Benedikt Sallers großer Auftritt

Die Ingolstädter nutzten dies bereits nach fünf Minuten eiskalt aus. Dario Leczano passte den Ball zu Konstantin Kerschbaumer und der vollendete aus 18 Metern mit einem Schlenzer zum 1:0 für die Gäste. Die schafften es danach auch, das Spiel mehr und mehr zu kontrollieren. Dem Jahn fiel zunächst nur wenig ein. Von ihrer Dominanz konnten sich die Gäste zur Halbzeit aber nichts mehr kaufen. Eine Minute vor der Pause gab es nämlich urplötzlich den großen Auftritt eines Regensburgers. Außenverteidiger Benedikt Saller trieb den Ball durchs Mittelfeld. Die Ingolstädter konnten ihn einfach nicht stoppen. Saller dribbelte sich bis in den Strafraum hinein und vollendete sein traumhaftes Solo mit einem zielgenauen Schuss ins linke Eck zum 1:1-Ausgleich.

Einen ausführlichen Spielbericht finden Sie hier

Ausgerechnet Saller, könnte man sagen.

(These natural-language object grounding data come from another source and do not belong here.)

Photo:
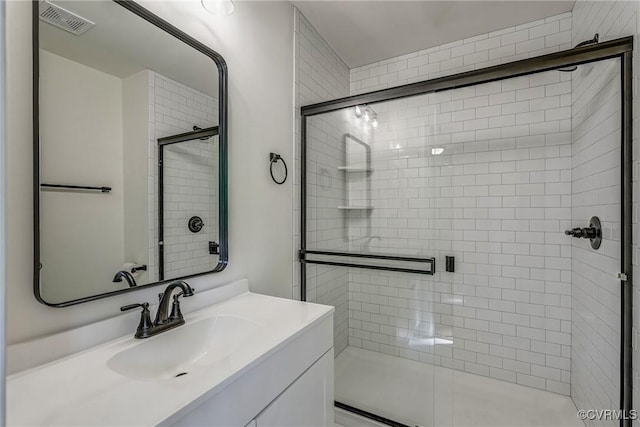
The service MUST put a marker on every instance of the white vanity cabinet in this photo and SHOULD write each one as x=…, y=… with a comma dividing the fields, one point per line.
x=306, y=402
x=243, y=359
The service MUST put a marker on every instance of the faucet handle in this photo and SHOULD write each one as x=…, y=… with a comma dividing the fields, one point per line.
x=144, y=305
x=145, y=325
x=176, y=314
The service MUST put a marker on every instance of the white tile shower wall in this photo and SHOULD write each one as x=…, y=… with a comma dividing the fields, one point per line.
x=498, y=199
x=595, y=361
x=320, y=75
x=191, y=174
x=506, y=45
x=610, y=20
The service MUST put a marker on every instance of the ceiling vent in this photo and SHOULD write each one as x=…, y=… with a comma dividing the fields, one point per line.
x=62, y=18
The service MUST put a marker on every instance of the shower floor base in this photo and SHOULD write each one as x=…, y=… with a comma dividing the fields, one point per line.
x=417, y=394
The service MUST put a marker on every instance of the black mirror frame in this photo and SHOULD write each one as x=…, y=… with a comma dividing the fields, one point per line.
x=148, y=16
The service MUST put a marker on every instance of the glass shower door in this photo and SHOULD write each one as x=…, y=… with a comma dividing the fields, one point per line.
x=470, y=240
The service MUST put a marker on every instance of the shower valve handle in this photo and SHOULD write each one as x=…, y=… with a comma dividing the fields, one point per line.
x=593, y=232
x=582, y=232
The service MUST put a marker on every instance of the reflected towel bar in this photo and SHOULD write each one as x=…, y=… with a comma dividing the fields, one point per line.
x=77, y=187
x=430, y=261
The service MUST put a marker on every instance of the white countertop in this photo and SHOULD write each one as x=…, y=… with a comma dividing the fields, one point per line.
x=81, y=390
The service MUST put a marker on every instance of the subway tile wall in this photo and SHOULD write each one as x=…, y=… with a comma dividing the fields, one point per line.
x=506, y=45
x=595, y=362
x=191, y=176
x=320, y=75
x=595, y=374
x=378, y=301
x=497, y=198
x=498, y=203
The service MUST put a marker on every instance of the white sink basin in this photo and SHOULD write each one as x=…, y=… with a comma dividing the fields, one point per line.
x=183, y=350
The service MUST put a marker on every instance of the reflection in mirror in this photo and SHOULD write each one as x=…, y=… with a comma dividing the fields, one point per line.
x=117, y=96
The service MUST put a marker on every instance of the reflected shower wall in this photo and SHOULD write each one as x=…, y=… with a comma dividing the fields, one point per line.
x=190, y=189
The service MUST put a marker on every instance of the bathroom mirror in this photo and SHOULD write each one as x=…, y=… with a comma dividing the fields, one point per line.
x=129, y=152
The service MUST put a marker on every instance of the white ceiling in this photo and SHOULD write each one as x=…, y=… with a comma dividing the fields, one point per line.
x=122, y=43
x=363, y=32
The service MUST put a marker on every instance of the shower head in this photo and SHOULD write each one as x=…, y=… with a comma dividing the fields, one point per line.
x=594, y=40
x=568, y=69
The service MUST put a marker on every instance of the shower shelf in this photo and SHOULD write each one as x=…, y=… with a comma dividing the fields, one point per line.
x=355, y=207
x=354, y=169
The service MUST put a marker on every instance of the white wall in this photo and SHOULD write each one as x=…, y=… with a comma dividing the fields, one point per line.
x=258, y=36
x=3, y=182
x=81, y=134
x=320, y=75
x=135, y=148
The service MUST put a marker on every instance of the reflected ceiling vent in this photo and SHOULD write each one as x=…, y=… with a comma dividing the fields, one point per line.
x=63, y=19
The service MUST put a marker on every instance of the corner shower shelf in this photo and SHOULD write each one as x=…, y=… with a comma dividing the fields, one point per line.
x=355, y=207
x=354, y=169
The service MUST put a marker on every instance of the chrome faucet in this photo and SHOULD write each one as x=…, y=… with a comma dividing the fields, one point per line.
x=123, y=274
x=164, y=321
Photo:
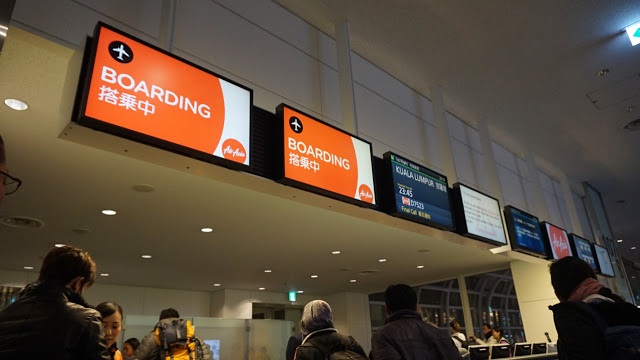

Vor genau einem Jahr, am ersten Spieltag der vergangenen Saison, musste der Jahn in Bielefeld ran. Damals lief es zum Start in die neue Spielzeit für Saller ganz anders. Er hatte einen rabenschwarzen Tag und wurde nach einer Stunde vom Trainer vom Platz geholt. Nun war er aber der gefeierte Held. Auch die Mitspieler lobten ihn ausdrücklich. Eine „Super-Einzelleistung vom Bene“ hatte Kapitän Marco Grüttner beim Tor beobachtet. Saller selbst musste den Reportern immer wieder erzählen, wie er das denn gemacht habe. „Es war ein Momentum da, wo ich brutal drin war“, beschrieb er seinen Slalomlauf durch die Ingolstädter Abwehr. „Und wenn man schon mal in der Position ist, sollte man aufs Tor schießen.“ Er tat es – und traf voll ins Schwarze.

Torjubel Benedikt Saller (Regensburg) mit Albion Vrenezi (Regensburg) und Andreas Geipl (Regensburg)
Torjubel Benedikt Saller (Regensburg) mit Albion Vrenezi (Regensburg) und Andreas Geipl (Regensburg)

Der Ausgleich habe richtig gut getan, meinte Coach Beierlorzer. In der Halbzeit habe er mit dem Team dann noch an ein „paar Details geschraubt“ – und plötzlich war der Jahn voll da. Wie entfesselt spielten die Regensburger in der zweiten Halbzeit auf und beeindruckten das Publikum mit ihrer Leidenschaft. „Es war ein sehr intensives und ein sehr interessantes Derby mit vielen Chancen auf beiden Seiten“, meinte Ingolstadts Coach Stefan Leitl – und hatte damit zweifellos Recht.

„Ein bisschen kurios“

Eine dieser vielen Chancen nutzte dann Marc Lais zum Siegtreffer für den Jahn. In der 72. Minute kam er in einem Getümmel im Strafraum der Gäste an den Ball. Es sei „ein bisschen kurios“ gewesen, erzählte er. „Ich bin irgendwie in die Hocke und hab den Ball mit dem Bauch angenommen.“ Als er wieder stand, habe er dann „irgendwie“ aufs Tor geschossen – und Ingolstadts Frederic Ananou fälschte den Ball ebenfalls irgendwie aber auf jeden Fall unhaltbar für seinen Keeper Marco Knaller ab. „Hauptsache, er war drin“, meinte Lais.

„Jetzt haben wir die ersten drei Punkte auf einem langen Weg“

Marco Grüttner

„Jetzt haben wir die ersten drei Punkte auf einem langen Weg“, meinte Marco Grüttner nach der Partie. Doch nicht nur die drei Punkte sind sehr wertvoll für den Jahn, auch der Kredit, den sich die Mannschaft alleine durch dieses erste Spiel beim Publikum erarbeit haben dürfte, kann immens wichtig sein, wenn es mal nicht so gut laufen sollte.

„Wir sind superfroh“, fasste Beierlorzer die aktuelle Lage beim Jahn zusammen. Er verschwieg dabei aber auch nicht, dass es für den Erfolg an diesem Tag eines Tores bedurft hatte, „das halt dann einfach irgendwann über die Linie getrullert ist“.